In order to perform a fingerprinting analysis, for each vector, p, we then looked for the entry Spq with the highest similarity value. If for this entry, the vectors p and q were from the same individual (but could be from different sessions or states), then the fingerprinting analysis was classified to be successful at identifying the individual.

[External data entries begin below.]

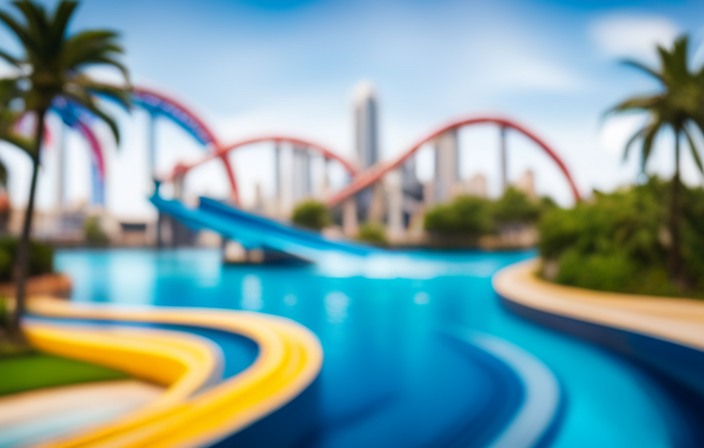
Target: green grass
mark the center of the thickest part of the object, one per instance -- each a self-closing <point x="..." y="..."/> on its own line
<point x="36" y="370"/>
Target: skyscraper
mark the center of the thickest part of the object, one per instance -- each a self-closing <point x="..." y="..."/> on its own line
<point x="446" y="164"/>
<point x="366" y="135"/>
<point x="301" y="174"/>
<point x="366" y="125"/>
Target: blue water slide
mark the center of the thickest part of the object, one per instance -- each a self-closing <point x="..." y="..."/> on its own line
<point x="255" y="231"/>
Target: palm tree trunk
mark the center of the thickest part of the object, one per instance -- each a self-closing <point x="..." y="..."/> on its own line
<point x="675" y="262"/>
<point x="15" y="329"/>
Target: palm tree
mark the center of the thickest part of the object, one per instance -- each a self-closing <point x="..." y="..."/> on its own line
<point x="679" y="107"/>
<point x="53" y="65"/>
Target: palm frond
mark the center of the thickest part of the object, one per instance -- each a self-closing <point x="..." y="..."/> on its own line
<point x="3" y="175"/>
<point x="643" y="68"/>
<point x="694" y="150"/>
<point x="639" y="134"/>
<point x="9" y="58"/>
<point x="27" y="42"/>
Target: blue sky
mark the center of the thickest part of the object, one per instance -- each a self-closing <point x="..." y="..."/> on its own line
<point x="254" y="67"/>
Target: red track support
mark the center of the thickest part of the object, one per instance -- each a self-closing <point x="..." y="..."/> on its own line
<point x="375" y="173"/>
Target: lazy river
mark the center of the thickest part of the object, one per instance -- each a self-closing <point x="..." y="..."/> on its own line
<point x="418" y="350"/>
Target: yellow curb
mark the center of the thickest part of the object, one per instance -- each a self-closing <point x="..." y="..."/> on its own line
<point x="289" y="360"/>
<point x="674" y="319"/>
<point x="184" y="363"/>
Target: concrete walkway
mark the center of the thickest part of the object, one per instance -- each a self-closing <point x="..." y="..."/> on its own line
<point x="32" y="417"/>
<point x="673" y="319"/>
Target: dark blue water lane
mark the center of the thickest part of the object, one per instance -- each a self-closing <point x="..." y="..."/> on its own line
<point x="385" y="367"/>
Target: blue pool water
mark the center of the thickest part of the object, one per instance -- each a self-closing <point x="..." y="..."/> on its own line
<point x="390" y="376"/>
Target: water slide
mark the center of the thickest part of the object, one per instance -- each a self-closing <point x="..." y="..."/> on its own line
<point x="254" y="231"/>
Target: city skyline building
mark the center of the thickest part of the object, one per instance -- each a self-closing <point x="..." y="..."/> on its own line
<point x="302" y="185"/>
<point x="446" y="165"/>
<point x="366" y="140"/>
<point x="366" y="127"/>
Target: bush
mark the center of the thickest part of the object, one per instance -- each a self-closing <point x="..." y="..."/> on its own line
<point x="312" y="215"/>
<point x="95" y="237"/>
<point x="41" y="258"/>
<point x="619" y="241"/>
<point x="373" y="233"/>
<point x="465" y="216"/>
<point x="514" y="207"/>
<point x="472" y="217"/>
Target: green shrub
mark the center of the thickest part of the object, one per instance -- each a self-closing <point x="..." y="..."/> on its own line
<point x="472" y="217"/>
<point x="619" y="241"/>
<point x="465" y="216"/>
<point x="312" y="215"/>
<point x="41" y="258"/>
<point x="95" y="237"/>
<point x="515" y="207"/>
<point x="373" y="233"/>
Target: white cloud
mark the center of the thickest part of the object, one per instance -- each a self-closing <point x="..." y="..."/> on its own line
<point x="633" y="36"/>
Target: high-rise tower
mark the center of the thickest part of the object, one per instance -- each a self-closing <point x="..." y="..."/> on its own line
<point x="366" y="125"/>
<point x="366" y="135"/>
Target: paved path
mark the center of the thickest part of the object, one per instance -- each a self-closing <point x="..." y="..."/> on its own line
<point x="673" y="319"/>
<point x="31" y="417"/>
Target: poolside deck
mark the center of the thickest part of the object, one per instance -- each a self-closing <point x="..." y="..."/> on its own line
<point x="672" y="319"/>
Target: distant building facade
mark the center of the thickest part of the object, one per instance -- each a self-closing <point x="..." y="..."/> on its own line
<point x="302" y="185"/>
<point x="446" y="165"/>
<point x="366" y="136"/>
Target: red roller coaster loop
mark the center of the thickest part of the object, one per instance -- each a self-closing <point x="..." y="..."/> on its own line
<point x="223" y="151"/>
<point x="375" y="173"/>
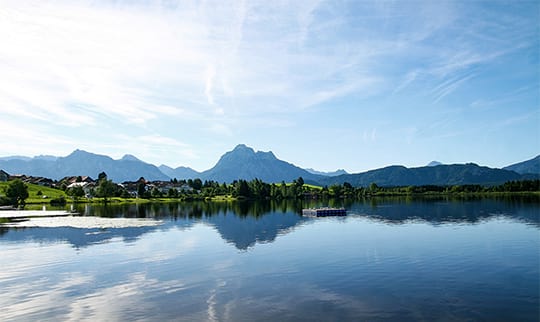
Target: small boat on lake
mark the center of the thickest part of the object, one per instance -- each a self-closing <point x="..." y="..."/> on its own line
<point x="323" y="212"/>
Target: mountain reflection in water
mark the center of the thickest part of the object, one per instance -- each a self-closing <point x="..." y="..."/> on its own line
<point x="245" y="224"/>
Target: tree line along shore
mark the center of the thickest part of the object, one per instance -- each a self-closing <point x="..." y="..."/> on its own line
<point x="19" y="191"/>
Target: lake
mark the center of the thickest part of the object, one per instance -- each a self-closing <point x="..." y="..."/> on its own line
<point x="387" y="260"/>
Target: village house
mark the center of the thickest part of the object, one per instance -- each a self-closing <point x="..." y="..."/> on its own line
<point x="4" y="176"/>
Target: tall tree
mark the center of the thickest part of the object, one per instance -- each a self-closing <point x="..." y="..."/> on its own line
<point x="17" y="191"/>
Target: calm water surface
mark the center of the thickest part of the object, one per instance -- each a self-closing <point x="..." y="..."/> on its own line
<point x="388" y="260"/>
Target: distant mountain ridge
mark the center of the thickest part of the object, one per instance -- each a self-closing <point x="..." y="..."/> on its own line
<point x="84" y="163"/>
<point x="180" y="172"/>
<point x="327" y="174"/>
<point x="530" y="166"/>
<point x="441" y="175"/>
<point x="244" y="163"/>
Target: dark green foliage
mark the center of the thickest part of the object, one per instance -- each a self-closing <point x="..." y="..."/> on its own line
<point x="17" y="192"/>
<point x="60" y="201"/>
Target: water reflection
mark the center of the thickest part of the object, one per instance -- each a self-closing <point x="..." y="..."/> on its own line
<point x="389" y="260"/>
<point x="245" y="224"/>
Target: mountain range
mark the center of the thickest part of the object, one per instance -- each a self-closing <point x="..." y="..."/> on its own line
<point x="244" y="163"/>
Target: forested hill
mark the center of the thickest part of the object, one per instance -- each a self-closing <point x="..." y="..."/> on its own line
<point x="455" y="174"/>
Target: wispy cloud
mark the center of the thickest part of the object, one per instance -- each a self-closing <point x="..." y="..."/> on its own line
<point x="208" y="71"/>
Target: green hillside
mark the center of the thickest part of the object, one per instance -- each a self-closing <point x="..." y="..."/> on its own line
<point x="33" y="193"/>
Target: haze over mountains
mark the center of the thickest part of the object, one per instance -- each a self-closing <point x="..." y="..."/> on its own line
<point x="244" y="163"/>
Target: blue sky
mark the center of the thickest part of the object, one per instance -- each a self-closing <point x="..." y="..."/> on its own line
<point x="323" y="84"/>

Fingerprinting performance for each imaging modality was assessed using two measures. The first measure quantifies the overall fingerprinting accuracy across subjects and was calculated as the percentage of matrices which were successful in identifying an individual. While this measure is useful from a classification standpoint, we were also interested in the level of separation between matrices within versus between individuals. Therefore, in the second measure, we assessed the separability (T) of each modality. The separability of each matrix, Tp, was defined to be

$${T}_{p}= \underset{\mathit{wit}h\mathit{in}-\mathit{subject}}{\mathrm{min}}\{{S}_{pq}\}- \underset{\mathit{between}-\mathit{subject}}{\mathrm{max}}\left\{{S}_{pq}\right\},$$
(20)

where the first term is constrained to q from the same subject as p, and the second term is constrained to q from all subjects other than p. The resulting values of T \(\in\) [− 1 1], where a value of 1 indicates perfect similarity within a subject across sessions and no similarity to other subjects and, conversely, -1 indicates no similarity across runs within a subject.

Statistical tests

Analysis of variance (ANOVA) was used to quantify the magnitude difference in ICC scores and the difference in the magnitude of the network similarity. Corresponding p-values were corrected for multiple comparison using Bonferroni correction. The Brain Connectivity Toolbox was used to calculate network measures99. All analyses were conducted in MATLAB 2017b.